Il fit demi-tour et partit dans la direction opposée d'un pas pressé. Les rares habitants éveillés de la Base Ville le regardaient filer, bien trop énergique par rapport à eux. Il gagna après plusieurs dizaines de minutes de marche un établissement. En bois sombre, il n'arborait aucun signe sur la devanture. Pour le connaître, il fallait le fréquenter. Deux vigiles deux fois plus grands et larges que Ries gardaient l'unique porte du bâtiment. Il s'approcha, sans hésitation, jeta une pièce d'or à chacun, et se précipita à l'intérieur.

L'imposante salle dans laquelle il pénétra semblait tout à fait normale. Des fauteuils confortables, de nombreuses cheminées aux feux puissants, des décorations sobres, mais élégantes, ainsi que des volutes de fumée indiquant que les clients consommaient du tabac. Sans y prêter attention, le marchand se dirigea au comptoir et interpella la jeune serveuse.

– Mada est là ?

– Qui le demande ? susurra sensuellement la femme.

Sans répondre, Ries posa une autre pièce d'or devant lui, et affina sa question.

- Quelle chambre ? lança-t-il peu amical.

La serveuse perdit de sa superbe. Sa posture et son attitude changèrent du tout au tout, ainsi que le ton de sa voix.

– Au fond à droite, lâcha-t-elle en mâchant ses mots. Et ne dis pas que tu le sais de moi.

Encore sans répondre, il se dépêcha et entra sans frapper. Il ne s'étonna pas le moins du monde du spectacle. Mada se trouvait intégralement nu, entouré de deux femmes dans le même apparat. Ils s'arrêtèrent tous dans un cri de surprise, et avant que qui que ce soit ait le temps de dire un mot, Ries prit la parole.

– Ramène ton cul, c'est urgent. Je t'attends dehors.

Le patron sortit à peine une minute plus tard.
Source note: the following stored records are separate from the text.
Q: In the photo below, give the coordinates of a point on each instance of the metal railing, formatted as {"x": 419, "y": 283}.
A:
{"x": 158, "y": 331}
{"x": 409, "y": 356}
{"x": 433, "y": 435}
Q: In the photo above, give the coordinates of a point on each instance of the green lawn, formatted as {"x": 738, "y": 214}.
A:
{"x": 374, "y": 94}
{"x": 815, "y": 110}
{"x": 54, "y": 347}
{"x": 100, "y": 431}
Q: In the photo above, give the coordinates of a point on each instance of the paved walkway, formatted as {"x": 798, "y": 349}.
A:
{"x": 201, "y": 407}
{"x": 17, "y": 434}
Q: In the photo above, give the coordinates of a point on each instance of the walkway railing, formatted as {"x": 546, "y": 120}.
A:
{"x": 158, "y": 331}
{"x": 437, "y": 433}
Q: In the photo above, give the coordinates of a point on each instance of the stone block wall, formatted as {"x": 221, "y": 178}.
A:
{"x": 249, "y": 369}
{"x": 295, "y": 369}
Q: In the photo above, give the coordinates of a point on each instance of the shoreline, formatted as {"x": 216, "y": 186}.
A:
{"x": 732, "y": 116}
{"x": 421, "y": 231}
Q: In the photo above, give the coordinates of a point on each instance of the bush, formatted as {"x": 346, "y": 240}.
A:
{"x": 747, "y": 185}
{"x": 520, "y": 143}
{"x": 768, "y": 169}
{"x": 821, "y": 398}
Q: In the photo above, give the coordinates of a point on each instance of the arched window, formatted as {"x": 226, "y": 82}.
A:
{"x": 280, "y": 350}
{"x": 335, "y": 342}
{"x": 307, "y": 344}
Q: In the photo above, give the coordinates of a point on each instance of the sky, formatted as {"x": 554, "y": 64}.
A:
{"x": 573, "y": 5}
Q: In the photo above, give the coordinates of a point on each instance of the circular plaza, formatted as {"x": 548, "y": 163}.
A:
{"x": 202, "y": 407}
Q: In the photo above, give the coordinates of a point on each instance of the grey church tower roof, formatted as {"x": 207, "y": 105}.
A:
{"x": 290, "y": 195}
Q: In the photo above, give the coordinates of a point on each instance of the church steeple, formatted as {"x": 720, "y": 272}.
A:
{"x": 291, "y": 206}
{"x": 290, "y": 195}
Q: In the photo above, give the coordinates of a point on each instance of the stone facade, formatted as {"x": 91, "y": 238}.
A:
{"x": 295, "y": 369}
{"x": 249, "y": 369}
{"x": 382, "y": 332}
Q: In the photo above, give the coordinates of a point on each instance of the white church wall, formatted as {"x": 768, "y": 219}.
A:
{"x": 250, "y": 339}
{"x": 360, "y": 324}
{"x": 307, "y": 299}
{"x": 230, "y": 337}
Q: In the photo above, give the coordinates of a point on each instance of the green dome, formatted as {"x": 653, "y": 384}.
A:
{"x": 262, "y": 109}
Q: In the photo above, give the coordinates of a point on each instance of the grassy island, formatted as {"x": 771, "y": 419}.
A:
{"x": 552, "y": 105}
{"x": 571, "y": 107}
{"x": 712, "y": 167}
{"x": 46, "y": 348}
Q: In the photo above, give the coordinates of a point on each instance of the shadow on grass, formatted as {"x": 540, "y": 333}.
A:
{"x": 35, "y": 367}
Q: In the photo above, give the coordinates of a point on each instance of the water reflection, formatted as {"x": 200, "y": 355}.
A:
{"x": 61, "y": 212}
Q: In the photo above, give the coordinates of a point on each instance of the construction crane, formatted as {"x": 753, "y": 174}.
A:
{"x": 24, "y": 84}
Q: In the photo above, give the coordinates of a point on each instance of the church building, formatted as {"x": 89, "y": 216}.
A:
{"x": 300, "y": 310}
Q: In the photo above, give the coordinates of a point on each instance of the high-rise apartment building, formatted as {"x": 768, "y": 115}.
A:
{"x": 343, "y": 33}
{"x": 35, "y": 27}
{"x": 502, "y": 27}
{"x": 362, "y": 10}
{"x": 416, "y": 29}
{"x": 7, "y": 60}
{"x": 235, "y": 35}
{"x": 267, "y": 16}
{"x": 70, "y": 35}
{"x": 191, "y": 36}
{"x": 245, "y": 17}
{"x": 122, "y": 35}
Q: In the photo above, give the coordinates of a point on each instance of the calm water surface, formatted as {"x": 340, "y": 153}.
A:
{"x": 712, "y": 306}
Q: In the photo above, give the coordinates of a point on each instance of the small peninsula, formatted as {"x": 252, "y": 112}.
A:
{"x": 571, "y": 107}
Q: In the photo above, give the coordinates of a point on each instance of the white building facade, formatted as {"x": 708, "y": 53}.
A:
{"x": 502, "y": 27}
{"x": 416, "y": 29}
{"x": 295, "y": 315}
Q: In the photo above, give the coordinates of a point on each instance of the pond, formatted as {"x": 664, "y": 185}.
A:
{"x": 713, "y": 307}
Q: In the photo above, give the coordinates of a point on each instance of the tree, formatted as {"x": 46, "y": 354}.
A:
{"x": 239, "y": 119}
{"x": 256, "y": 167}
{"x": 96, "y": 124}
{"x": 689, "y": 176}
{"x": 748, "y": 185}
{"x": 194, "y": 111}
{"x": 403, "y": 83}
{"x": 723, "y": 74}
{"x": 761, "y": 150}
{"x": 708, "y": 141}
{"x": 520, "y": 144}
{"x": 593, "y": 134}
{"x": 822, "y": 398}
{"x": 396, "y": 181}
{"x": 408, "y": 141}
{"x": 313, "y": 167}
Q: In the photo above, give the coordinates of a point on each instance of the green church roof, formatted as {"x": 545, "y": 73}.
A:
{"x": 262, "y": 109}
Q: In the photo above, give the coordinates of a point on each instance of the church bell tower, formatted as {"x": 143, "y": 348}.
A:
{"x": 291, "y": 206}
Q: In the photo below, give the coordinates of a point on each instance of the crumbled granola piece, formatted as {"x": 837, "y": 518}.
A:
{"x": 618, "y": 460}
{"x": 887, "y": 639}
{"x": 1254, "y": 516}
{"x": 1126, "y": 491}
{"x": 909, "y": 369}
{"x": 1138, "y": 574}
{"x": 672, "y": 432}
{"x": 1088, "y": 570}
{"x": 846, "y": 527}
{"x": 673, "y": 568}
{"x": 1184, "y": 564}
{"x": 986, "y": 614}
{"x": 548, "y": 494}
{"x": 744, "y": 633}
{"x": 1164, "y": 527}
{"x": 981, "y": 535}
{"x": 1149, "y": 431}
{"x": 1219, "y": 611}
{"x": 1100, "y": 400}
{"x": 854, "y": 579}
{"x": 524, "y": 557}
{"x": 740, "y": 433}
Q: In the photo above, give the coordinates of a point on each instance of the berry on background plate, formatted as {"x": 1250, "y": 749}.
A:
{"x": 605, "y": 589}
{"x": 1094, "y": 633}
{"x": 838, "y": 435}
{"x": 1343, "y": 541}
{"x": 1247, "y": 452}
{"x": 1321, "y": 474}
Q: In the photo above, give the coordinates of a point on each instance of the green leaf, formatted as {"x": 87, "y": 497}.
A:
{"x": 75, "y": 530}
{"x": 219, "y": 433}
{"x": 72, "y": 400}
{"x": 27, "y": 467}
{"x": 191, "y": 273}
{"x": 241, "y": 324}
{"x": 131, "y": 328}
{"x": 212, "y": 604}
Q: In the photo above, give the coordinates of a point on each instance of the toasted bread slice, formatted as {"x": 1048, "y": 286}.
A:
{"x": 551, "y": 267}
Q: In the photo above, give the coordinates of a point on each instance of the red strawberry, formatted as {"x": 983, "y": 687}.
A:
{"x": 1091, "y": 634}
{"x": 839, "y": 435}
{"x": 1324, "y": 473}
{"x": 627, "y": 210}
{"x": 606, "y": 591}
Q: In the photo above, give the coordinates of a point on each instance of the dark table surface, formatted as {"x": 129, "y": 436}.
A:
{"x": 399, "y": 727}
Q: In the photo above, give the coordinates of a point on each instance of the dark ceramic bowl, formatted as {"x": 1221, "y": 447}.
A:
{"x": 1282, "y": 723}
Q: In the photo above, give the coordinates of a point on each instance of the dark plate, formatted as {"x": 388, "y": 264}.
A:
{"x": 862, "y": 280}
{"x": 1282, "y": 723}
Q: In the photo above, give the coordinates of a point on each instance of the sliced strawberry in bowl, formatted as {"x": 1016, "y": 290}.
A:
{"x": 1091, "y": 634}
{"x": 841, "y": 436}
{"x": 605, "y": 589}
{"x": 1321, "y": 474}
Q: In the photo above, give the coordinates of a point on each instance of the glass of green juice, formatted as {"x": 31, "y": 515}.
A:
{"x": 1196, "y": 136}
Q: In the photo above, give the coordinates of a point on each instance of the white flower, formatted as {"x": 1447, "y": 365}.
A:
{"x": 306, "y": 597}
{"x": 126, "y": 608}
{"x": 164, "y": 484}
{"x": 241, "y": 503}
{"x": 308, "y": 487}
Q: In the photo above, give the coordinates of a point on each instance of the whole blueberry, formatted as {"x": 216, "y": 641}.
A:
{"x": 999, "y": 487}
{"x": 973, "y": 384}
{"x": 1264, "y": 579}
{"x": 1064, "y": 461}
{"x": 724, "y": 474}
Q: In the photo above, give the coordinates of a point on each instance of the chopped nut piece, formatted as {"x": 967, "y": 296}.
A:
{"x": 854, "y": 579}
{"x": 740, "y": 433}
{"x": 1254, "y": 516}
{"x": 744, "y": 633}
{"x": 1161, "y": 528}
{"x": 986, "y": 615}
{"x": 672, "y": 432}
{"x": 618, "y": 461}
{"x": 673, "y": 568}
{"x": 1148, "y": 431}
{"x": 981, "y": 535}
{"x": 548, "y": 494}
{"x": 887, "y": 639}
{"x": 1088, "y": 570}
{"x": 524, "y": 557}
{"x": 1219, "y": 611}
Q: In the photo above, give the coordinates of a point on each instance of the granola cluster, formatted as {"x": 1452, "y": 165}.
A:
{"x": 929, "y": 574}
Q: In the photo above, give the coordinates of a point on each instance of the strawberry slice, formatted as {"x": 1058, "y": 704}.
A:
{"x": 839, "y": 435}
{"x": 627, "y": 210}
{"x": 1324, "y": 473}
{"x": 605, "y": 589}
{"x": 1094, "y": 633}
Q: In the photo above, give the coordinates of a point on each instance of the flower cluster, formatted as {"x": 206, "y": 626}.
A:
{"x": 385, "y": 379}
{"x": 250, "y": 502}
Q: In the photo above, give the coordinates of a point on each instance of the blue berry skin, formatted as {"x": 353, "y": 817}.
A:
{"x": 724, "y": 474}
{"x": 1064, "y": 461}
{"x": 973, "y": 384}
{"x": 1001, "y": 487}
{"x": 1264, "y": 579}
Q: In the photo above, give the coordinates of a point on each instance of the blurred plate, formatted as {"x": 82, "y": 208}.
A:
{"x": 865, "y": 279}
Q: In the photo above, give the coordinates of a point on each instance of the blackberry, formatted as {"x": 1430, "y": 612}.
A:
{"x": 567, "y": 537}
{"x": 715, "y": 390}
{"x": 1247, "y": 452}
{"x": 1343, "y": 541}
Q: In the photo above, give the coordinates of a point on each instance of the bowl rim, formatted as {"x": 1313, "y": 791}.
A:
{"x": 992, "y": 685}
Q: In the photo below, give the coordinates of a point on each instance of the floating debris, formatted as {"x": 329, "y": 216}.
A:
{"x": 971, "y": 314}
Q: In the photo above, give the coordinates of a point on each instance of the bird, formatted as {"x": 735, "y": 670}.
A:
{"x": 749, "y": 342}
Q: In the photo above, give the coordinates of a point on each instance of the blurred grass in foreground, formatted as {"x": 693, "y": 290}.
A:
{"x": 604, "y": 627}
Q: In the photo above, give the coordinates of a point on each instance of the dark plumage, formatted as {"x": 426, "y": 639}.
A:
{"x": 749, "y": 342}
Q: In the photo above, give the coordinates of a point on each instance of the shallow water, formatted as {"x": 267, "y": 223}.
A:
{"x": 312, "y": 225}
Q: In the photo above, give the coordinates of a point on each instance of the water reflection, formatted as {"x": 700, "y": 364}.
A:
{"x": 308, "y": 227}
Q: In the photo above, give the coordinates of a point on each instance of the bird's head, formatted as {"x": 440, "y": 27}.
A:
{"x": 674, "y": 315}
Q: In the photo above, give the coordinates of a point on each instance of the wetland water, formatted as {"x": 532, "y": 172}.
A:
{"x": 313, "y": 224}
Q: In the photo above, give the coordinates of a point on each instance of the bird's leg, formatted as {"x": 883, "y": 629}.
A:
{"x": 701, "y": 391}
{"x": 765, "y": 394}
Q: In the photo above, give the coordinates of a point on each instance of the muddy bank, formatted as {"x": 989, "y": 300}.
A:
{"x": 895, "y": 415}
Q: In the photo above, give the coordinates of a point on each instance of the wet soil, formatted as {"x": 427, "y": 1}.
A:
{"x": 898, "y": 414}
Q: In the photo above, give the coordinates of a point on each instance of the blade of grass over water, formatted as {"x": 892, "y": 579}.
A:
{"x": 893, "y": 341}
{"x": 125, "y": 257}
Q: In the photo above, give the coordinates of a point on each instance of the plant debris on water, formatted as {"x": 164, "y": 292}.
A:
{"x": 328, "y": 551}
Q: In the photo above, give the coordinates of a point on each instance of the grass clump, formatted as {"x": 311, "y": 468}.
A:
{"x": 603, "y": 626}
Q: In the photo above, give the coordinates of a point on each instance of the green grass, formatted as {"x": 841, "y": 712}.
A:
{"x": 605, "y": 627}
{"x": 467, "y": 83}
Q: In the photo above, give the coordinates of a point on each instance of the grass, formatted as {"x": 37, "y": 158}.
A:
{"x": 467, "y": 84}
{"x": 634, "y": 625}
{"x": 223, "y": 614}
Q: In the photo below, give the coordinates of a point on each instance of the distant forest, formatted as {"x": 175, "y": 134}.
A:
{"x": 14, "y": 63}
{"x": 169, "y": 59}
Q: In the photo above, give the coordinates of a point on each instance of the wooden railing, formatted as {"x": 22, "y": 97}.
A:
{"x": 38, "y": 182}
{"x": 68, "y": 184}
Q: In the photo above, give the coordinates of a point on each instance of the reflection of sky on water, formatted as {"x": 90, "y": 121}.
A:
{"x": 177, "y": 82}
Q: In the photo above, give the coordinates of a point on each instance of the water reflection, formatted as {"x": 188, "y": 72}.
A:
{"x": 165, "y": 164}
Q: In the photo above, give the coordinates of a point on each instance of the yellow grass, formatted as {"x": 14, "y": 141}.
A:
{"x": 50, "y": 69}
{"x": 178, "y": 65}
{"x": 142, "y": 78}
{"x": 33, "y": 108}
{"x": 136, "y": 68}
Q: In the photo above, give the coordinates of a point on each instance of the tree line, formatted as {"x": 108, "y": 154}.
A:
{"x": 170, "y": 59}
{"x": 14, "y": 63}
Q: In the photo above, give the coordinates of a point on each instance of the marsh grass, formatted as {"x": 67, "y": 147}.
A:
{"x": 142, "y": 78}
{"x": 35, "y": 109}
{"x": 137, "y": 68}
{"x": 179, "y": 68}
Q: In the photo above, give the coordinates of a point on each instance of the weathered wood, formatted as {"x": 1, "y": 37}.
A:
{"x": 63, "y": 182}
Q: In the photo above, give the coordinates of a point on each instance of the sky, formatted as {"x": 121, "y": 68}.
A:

En gagnant dans la rue, il était encore en train de mettre son manteau. Il s'approcha de Ries qui était adossé contre le mur d'en face. Quand le marchand le vit arriver, il ne put s'empêcher de claquer de la langue. Il avait besoin de Mada avec toutes ses facultés. Mais là, ses yeux possédaient encore des traces violettes typiques de la Dop. Les progrès scientifiques réalisaient des merveilles, mais aussi les pires folies. Et pour certains, tout peut se transformer en un moyen pour s'enrichir. S'injectant par goutte sur la rétine, celle-ci procurait des sensations bien plus puissantes que l'alcool ou le tabac, en plus d'agir plus vite. Cependant, elle était bien plus chère, et provoquait des effets secondaires assez violents. Mais bon, Ries n'avait pas le choix, il allait devoir faire avec.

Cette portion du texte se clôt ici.